PAD was significantly reduced in SSc-PAH patients compared to control group in all pulmonary vessels examined: MPA = 10% ± 5 vs 29% ± 10, RPA = 17% ± 6 vs 31% ± 6, LPA = 13% ± 4 vs 32% ± 9, (p = 0.0001 for all). Also, significant difference was found between SSc-Non PAH and control group: MPA = 18% ± 9 vs 29% ± 10, RPA = 20% ± 9 vs 31% ± 6, LPA = 18% ± 8 vs 32% ± 9, (p < 0.05 for all). However, comparing SSc-PAH to SSc-Non PAH, no significant difference in PAD was detected (p > 0.05). No significant relationship was found between PAD and catheter hemodynamics for all SSc patients (p > 0.05). See Figure 1.

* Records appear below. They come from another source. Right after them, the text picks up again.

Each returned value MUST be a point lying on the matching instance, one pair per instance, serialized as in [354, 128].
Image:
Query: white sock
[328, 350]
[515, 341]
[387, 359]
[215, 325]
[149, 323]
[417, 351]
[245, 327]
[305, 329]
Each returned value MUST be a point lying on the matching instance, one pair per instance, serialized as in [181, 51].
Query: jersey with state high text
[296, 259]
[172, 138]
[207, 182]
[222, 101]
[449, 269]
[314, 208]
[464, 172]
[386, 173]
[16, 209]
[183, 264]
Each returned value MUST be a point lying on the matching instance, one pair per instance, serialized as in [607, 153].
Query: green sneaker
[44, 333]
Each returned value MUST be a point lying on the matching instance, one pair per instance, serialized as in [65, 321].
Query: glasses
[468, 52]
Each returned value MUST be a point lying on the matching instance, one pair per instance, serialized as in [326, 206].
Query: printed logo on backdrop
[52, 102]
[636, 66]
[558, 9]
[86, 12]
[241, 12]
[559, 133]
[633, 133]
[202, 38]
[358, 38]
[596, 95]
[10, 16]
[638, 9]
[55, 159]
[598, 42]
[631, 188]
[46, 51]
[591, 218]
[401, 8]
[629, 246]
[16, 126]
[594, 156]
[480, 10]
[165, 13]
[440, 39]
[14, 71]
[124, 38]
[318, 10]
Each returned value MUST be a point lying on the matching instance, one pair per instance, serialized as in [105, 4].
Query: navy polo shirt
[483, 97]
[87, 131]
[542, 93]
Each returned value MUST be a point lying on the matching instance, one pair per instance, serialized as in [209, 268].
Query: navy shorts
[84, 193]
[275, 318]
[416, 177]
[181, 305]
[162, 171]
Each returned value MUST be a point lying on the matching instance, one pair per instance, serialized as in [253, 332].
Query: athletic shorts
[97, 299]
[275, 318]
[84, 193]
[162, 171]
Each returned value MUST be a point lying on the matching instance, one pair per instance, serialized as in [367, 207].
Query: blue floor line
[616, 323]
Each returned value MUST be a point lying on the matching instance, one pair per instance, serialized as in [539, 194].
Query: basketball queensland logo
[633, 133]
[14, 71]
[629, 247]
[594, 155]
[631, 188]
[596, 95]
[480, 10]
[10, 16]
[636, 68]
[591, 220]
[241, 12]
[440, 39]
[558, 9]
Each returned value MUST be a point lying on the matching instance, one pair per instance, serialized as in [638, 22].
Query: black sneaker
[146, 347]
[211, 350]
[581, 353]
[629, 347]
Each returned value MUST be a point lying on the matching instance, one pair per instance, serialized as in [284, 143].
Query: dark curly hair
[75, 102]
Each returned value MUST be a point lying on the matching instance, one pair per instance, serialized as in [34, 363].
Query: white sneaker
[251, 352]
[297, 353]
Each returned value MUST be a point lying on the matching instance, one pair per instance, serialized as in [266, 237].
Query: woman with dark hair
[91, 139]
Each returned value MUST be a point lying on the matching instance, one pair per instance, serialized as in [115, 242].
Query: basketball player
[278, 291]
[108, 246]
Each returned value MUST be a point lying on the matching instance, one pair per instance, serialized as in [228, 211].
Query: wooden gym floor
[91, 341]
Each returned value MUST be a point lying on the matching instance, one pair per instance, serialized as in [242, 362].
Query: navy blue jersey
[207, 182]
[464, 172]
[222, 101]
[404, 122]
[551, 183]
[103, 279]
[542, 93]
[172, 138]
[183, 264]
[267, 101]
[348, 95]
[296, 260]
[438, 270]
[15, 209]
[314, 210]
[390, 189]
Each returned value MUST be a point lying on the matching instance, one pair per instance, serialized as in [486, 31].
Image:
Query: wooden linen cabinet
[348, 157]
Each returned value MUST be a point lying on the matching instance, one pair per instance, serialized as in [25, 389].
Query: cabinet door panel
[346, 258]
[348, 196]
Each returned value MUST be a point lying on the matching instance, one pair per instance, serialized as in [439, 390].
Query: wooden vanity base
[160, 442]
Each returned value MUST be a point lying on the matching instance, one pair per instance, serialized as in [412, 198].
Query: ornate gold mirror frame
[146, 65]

On phase contrast imaging, significant lower flow volume and lower Vmax were seen in the MPA in SSc-PAH vs SSc-non PAH group (p = 0.02, p = 0.001, respectively) and controls (p = 0.009, p < 0.001, respectively).
MPA flow volume showed good inverse correlation with mPAP (r = -0.76, p = 0.001) and PVRI (r = -0.79, p < 0.001) for all SSc patients, however, no correlation was found between MPA flow volume and PAD (p > 0.05).
RV ejection fraction (EF) and stroke volume indexed to body surface area were significantly reduced in SSc-PAH compared to controls and SSc-Non PAH patients (p < 0.05). No significant difference was found in RV function between SSc-Non PAH and control groups.
SSc patients have significantly lower PAD in the proximal pulmonary arteries, in presence or absence of PAH, compared to normal controls, which is likely related to the patho-physiologic vascular change in systemic sclerosis. Main pulmonary artery flow volume, however, seems to be a better correlate for increased mPAP than PAD.